Tis the Season

The heralds of winter are here: migrating birds, shorter days, falling leaves—and a reminder from my pharmacist to schedule a flu shot. It’s an advisory I have learned to heed, because when I don’t, the consequences become as plain as the runny nose on my face.

Everyone sees the value in protecting against winter colds and flu. Less recognized is the benefit in safeguarding ourselves against a much more common ailment that can lay us low at any time of the year: negativity.

Scientists assure us that the stress that always accompanies negativity lowers bodily resistance to illness. The good news in this is that you can improve your health by not dwelling on negative thoughts and emotions—yours, or those of other people.

Most of us avoid mingling with sneezing and coughing flu sufferers, but we seldom take the same care to sidestep infection by others’ negative thoughts and feelings. More often, we gossip about a co-worker’s bad mood… speculate on the reasons for the boss’s testy reply… brood about the peevish behavior of a husband, wife or teenager….

All this cogitating is a sure way to catch someone else’s negativity or to deepen your own. Ruminate on something negative, and the situation seems to go from bad to worse. That is the Law of Attraction in operation: you get what you focus on. Focusing on the negative is like inhaling a cold or flu virus and deliberately aggravating your condition until you develop pneumonia!

You may object that you have a positive outlook by nature and that it is only the gloom-and-doom attitude of others that gets you down. That is a confession that you cannot or will not control your focus. Emotions are triggered by thoughts, and the quickest way to shift what you feel is to redirect your thinking.

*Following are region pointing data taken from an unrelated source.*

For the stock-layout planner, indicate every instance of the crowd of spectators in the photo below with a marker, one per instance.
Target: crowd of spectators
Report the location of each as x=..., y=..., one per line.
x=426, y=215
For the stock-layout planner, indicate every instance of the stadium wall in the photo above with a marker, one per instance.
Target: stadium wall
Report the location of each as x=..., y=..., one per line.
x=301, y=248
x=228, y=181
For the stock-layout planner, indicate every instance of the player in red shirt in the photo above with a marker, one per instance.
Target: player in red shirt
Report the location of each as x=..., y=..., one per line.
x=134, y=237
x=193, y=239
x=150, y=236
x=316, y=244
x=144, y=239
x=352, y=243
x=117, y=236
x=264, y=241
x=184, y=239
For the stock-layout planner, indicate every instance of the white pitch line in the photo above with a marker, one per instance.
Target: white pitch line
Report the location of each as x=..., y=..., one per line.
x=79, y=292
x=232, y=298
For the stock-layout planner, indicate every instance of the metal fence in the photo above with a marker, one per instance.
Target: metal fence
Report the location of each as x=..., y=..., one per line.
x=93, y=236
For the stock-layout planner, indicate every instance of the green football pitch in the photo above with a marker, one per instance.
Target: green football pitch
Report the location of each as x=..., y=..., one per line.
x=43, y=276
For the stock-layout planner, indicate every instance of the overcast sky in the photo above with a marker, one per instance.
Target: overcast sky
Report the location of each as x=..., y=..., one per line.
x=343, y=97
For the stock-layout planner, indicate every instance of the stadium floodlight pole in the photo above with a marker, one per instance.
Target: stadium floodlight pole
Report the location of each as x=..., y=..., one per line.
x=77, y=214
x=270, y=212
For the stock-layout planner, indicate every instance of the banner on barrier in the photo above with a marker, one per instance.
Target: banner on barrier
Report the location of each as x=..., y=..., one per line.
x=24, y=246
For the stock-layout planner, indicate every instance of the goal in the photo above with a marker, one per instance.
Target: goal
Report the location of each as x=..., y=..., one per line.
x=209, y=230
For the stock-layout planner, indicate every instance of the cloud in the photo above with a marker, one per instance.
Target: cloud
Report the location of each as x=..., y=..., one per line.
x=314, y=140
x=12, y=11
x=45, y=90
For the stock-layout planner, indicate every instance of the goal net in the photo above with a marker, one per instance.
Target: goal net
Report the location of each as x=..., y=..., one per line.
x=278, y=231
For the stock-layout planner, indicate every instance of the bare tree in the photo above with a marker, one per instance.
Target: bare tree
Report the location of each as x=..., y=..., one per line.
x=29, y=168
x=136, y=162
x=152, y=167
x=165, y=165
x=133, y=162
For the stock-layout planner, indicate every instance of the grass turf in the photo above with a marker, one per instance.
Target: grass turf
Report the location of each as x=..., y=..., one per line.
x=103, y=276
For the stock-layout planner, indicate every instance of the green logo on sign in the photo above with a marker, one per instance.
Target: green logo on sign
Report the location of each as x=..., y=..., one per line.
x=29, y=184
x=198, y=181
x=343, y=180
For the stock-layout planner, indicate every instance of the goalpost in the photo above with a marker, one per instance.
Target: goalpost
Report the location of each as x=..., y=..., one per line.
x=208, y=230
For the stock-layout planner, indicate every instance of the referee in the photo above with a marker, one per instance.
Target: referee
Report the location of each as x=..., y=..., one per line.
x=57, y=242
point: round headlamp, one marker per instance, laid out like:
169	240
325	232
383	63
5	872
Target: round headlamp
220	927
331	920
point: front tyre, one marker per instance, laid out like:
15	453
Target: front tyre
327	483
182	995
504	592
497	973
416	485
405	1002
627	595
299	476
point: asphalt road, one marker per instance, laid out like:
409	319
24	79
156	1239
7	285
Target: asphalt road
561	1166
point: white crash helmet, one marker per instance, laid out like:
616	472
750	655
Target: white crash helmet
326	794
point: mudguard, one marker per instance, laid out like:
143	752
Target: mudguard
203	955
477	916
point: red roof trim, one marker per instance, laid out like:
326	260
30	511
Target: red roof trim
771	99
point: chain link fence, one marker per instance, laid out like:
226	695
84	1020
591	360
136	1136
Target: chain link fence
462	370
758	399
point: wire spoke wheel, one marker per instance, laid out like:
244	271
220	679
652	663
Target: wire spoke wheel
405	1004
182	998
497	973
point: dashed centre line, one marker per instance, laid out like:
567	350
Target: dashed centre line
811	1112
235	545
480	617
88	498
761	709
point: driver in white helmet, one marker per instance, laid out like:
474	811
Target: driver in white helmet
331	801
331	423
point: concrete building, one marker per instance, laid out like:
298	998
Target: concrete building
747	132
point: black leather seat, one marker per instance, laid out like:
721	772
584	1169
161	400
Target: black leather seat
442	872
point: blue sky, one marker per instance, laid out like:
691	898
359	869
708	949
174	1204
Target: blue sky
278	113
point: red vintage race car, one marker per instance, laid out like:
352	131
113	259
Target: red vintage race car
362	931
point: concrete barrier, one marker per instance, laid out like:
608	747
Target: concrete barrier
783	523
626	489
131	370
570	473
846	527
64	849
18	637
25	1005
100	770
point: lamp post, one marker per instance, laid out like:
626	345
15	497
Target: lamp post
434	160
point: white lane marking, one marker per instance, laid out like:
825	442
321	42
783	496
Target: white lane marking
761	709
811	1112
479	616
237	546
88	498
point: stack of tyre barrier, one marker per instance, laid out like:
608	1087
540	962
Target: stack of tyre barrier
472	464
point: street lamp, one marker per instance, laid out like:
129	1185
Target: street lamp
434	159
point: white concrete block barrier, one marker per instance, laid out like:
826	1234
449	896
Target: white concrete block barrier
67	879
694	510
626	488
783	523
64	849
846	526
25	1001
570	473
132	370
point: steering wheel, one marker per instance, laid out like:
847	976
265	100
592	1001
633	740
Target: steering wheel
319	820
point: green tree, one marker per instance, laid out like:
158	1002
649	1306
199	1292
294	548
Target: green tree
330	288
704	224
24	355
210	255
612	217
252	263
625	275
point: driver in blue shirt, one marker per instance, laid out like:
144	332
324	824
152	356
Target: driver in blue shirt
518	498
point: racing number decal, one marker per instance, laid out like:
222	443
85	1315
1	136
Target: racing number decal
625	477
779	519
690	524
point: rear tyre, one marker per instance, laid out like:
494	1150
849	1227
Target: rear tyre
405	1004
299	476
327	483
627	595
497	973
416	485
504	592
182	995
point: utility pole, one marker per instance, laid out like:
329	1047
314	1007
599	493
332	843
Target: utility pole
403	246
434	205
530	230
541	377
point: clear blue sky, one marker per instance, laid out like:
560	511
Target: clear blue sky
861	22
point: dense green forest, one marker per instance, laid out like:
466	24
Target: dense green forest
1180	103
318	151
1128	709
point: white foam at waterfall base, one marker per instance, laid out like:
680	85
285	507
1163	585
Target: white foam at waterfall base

When your children are in a grumbling frame of mind, your own mood does not automatically turn sour. Kids are kids, you tell yourself, and you expect them to be grouchy at times. So long as they are not screaming down the rafters, you turn your mind in a more positive direction.

Try taking a similarly detached view of adults in their black moods. Let them be, and trust that they will work things out by themselves. Fretting with them or about their negativity will not brighten their day, or yours.

Also understand that unless someone asks for it, your commiseration or help is not welcome. Moreover, well meant but unsolicited advice can backfire, prompting people to defend their negativity to prove it is justified. The more they do so, the more firmly their negative attitude takes hold of them.

Focusing your attention elsewhere gives the other person time to deal alone with their agitation and recover, like allowing a flu victim undisturbed bed rest to recuperate. You also avoid unnecessary exposure to the virus of his negativity.

I’m grateful that for most of the year I don’t face much risk of suffering the aches and exhaustion of flu. It’s enough for me that it’s always the season to be wary of negativity.